Le site SF Signal
a demandé à plusieurs auteurs quels étaient selon eux les meilleurs Space Opera.
Parmi les réponses, il y a celle de Peter F. Hamilton :
"An appreciation about my favourite Space Operas. Well that should be easy enough, I thought when the request appeared in my inbox. Then we immediately get into definitions. Trying to decide What is Space Opera? has filled entire forums for weeks on end, it's not a debate that's ever going to end. So for the purposes of this piece, it's what I personally enjoyed, and fits with the widest definition of galaxy-sprawling epic.
The Lensman series
I'm wondering how many people will nominate this. It is the acknowledged absolute classic Space Opera. I read it in the seventies when it was re-released in the UK by the Panther imprint. Specifically 1973, when I was laid up with a broken leg, and my mum went down to the local bookshop to find me some Science Fiction to keep me occupied. Whenever I talk about this at public events I always say that I don't read it anymore because it's kinda old fashioned and I don't want to spoil the memory. Which I guess goes back to another definition of when was the golden age of Science Fiction - when you're thirteen.

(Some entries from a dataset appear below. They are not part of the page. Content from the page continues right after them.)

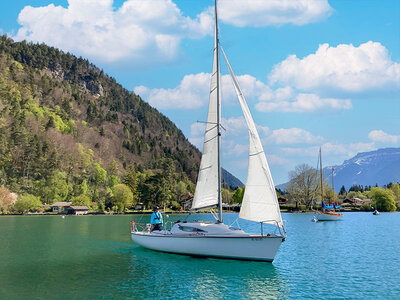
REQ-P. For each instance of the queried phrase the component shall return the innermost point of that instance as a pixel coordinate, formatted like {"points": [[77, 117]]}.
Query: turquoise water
{"points": [[92, 257]]}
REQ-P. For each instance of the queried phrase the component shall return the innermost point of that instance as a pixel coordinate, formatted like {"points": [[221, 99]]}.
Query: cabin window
{"points": [[190, 229]]}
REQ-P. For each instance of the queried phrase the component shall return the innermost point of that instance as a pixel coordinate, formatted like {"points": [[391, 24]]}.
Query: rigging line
{"points": [[211, 128], [205, 168], [211, 123], [254, 154], [210, 139]]}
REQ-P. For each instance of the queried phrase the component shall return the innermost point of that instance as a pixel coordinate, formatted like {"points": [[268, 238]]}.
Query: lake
{"points": [[48, 257]]}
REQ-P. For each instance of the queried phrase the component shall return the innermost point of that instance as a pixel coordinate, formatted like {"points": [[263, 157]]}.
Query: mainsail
{"points": [[260, 203], [208, 181]]}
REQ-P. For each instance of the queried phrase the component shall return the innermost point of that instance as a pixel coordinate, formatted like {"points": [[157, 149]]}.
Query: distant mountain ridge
{"points": [[367, 168], [379, 167]]}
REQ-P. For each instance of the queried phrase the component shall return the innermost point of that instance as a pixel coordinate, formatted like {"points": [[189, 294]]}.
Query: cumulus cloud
{"points": [[381, 136], [344, 67], [293, 136], [193, 91], [281, 100], [260, 13], [139, 31], [236, 126], [329, 148]]}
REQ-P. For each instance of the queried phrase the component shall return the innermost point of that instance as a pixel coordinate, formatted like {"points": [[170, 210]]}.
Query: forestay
{"points": [[206, 193], [260, 203]]}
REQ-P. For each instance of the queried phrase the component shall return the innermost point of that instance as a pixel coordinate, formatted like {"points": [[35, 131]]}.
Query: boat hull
{"points": [[250, 247], [329, 216]]}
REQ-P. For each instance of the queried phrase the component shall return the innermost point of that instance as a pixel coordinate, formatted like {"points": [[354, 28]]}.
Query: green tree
{"points": [[122, 197], [6, 200], [83, 200], [384, 200], [99, 175], [57, 188], [27, 202], [130, 179], [304, 185], [395, 188]]}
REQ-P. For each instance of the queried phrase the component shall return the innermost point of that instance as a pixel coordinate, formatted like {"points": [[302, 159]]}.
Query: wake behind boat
{"points": [[260, 203]]}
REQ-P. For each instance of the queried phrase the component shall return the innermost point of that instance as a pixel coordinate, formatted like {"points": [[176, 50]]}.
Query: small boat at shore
{"points": [[260, 203]]}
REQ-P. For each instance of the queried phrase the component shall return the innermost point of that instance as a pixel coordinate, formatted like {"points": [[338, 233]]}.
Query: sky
{"points": [[315, 73]]}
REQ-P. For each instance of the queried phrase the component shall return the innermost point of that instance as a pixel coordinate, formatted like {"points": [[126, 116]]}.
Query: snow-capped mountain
{"points": [[367, 168]]}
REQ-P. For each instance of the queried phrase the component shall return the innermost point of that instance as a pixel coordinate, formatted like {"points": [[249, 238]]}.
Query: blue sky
{"points": [[315, 73]]}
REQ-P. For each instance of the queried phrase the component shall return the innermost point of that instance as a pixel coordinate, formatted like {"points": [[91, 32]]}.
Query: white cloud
{"points": [[191, 93], [194, 90], [299, 103], [381, 136], [139, 31], [274, 159], [348, 150], [260, 13], [344, 67]]}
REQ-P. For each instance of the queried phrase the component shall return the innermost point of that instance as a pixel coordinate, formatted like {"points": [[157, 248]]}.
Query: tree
{"points": [[57, 188], [27, 202], [395, 188], [343, 191], [83, 200], [6, 200], [131, 181], [383, 199], [99, 175], [122, 197], [303, 185]]}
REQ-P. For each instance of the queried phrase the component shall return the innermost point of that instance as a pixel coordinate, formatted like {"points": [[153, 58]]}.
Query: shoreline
{"points": [[171, 213]]}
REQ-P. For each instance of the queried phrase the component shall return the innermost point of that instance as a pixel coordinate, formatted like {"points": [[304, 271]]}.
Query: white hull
{"points": [[328, 216], [233, 246]]}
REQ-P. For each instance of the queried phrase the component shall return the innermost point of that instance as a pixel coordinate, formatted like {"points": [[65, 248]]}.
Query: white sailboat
{"points": [[260, 203]]}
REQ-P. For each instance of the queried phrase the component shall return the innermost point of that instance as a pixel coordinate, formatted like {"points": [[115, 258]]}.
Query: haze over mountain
{"points": [[367, 168], [67, 129], [379, 167]]}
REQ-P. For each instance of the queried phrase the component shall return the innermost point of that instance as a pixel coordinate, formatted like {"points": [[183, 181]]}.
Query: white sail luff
{"points": [[208, 182], [260, 203]]}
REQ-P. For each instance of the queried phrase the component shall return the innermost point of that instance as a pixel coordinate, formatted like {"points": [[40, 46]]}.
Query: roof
{"points": [[62, 204], [80, 207]]}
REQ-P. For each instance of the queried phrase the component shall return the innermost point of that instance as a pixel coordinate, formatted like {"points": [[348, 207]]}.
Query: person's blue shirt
{"points": [[156, 218]]}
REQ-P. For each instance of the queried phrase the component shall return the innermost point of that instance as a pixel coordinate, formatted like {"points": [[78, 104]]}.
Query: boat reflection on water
{"points": [[163, 275]]}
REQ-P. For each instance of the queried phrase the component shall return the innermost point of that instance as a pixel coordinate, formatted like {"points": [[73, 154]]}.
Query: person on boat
{"points": [[156, 219]]}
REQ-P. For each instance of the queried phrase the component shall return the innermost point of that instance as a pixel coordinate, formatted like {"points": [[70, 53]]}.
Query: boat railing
{"points": [[281, 229], [147, 227]]}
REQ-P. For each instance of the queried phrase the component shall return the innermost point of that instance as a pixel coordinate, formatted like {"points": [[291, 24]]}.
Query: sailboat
{"points": [[328, 212], [260, 203]]}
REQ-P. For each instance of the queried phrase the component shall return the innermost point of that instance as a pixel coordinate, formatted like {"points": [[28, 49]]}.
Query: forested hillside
{"points": [[70, 132]]}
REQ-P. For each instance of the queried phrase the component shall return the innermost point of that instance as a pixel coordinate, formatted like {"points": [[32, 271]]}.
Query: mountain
{"points": [[367, 168], [379, 167], [67, 129]]}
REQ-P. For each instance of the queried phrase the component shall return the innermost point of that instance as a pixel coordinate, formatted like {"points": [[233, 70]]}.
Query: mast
{"points": [[218, 116], [320, 169], [333, 185]]}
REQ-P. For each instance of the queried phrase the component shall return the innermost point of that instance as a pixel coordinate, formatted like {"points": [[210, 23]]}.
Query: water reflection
{"points": [[175, 276]]}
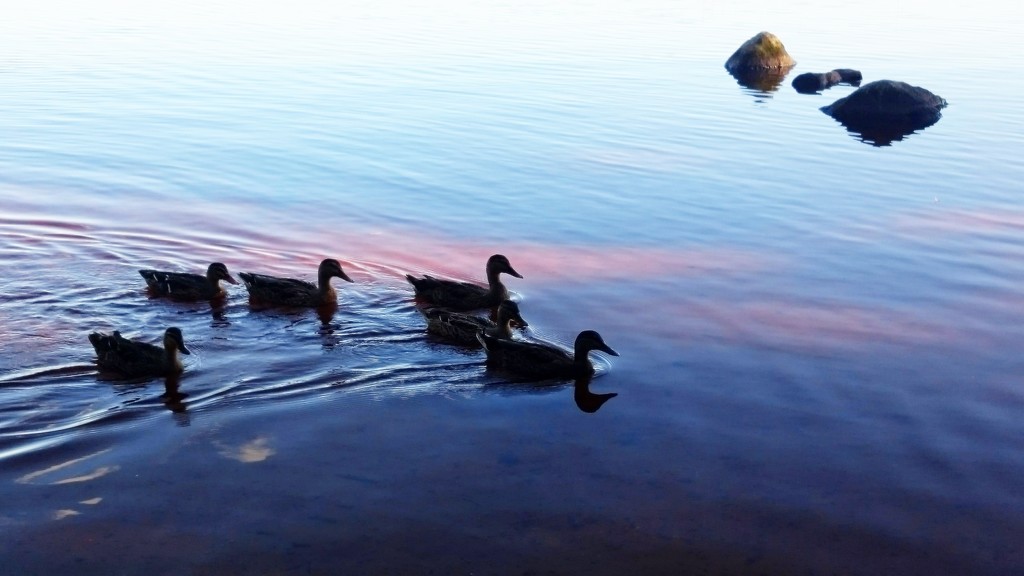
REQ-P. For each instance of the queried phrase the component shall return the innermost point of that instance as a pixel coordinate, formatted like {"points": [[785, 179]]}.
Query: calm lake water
{"points": [[820, 338]]}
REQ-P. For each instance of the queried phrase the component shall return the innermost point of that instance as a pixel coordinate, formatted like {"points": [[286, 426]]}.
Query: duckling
{"points": [[462, 328], [299, 293], [134, 358], [183, 286], [465, 295], [543, 361]]}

But... I've just picked one off the shelf (Children of the Lens) and read a couple of paragraphs. I definitely won't be doing that again. It really is best left to memory. But what a memory. Two ancient alien races with superminds, one evil one good, competing for dominance of the universe, with the good ones directing evolution so that it might ultimately produce a species that would defeat the bad guys. That was humans that got chosen for their potential, of course. The starting point is history, with Atlantis as part of the struggle, then on through the cold war and into the future. All the while breeding humans to produce a strain of the strongest most powerful... er, hang on, that seems a bit -well, Nazi-like. That's what growing old and cynical does for you, I suppose. After all, today's Space Operas just use genetic engineering to elevate humans -all nicely politically neutral, even if it has the same result. But if you overlook the political incorrectness (which it wasn't at the time it was written) and yes the somewhat sexist stereotyping as well, it is a classic story, with the noble Galactic Patrol flying off to have huge and actually quite innovative space battles with the fleets of evil henchaliens. Yes, we've rightly moved on, and it doesn't warrant a close examination or even a re-read, but it certainly set the tone of big ambitious storytelling which lasts to this day. I owe it a great deal.
The Mote In God's Eye
The first of the more realistic (if we can ever use that word in relation to this genre) Space Operas I read. It's a first contact novel, with an alien race that's hiding a big secret. The difference here is that Niven and Pournelle have thought out their world building, and it shows. The technology and the society are complimentary and work well together. The aliens also are well-realized, right down to their biology and asymmetric profile.
The story doesn't have the kind of huge battles traditional to Space Opera, though there are fights between warships, again technologically believable. Instead we have what amounts to a battle of wits between the humans team sent on the expedition to the alien homeworld, and the aliens themselves. All the information is collected, the characters just need to put it together correctly. Given the book's structure, it makes for a gripping read, especially in the last section.
Very much in the supertechnology league, and full of imagination. An asteroid from a future that isn't quite our future arrives in Earth orbit and triggers a nuclear war. But the core of the asteroid holds a stunning secret, it has a singularity habitat which stretches on forever. This book again set new standards, taking the reader on a journey through time and alternate realities. Along with providing a truly impressive enemy, Eon was also pushing the boundaries with various advanced human concepts. It epitomises the modern Space Opera with both its exploration of science-based concepts and the possibilities that will produce in relation to society, as well as being genuinely exciting.
The Forever War
Not quite the epic in the classic sense that I was talking about at the start. However, The Forever War certainly has every other component of Space Opera. Galaxy wide war that lasts for centuries, enigmatic evil aliens (apparently) grunts in power armour, starflight, high tech weapons, a fight to save the human race (allegedly). The story is about the one man to survive the entire length of the war -due to a quirk of relativity. It's been called by many as the dark antidote to Starship Troopers, and I think I'm happily aligned with that group of thought. In no way is it about the glory of war, quite the opposite. However, in telling the story it does, it takes the reader on the classic sensawonder journey required by the genre. And more, it makes you think. Subversive stuff indeed. This is a particular favourite of mine."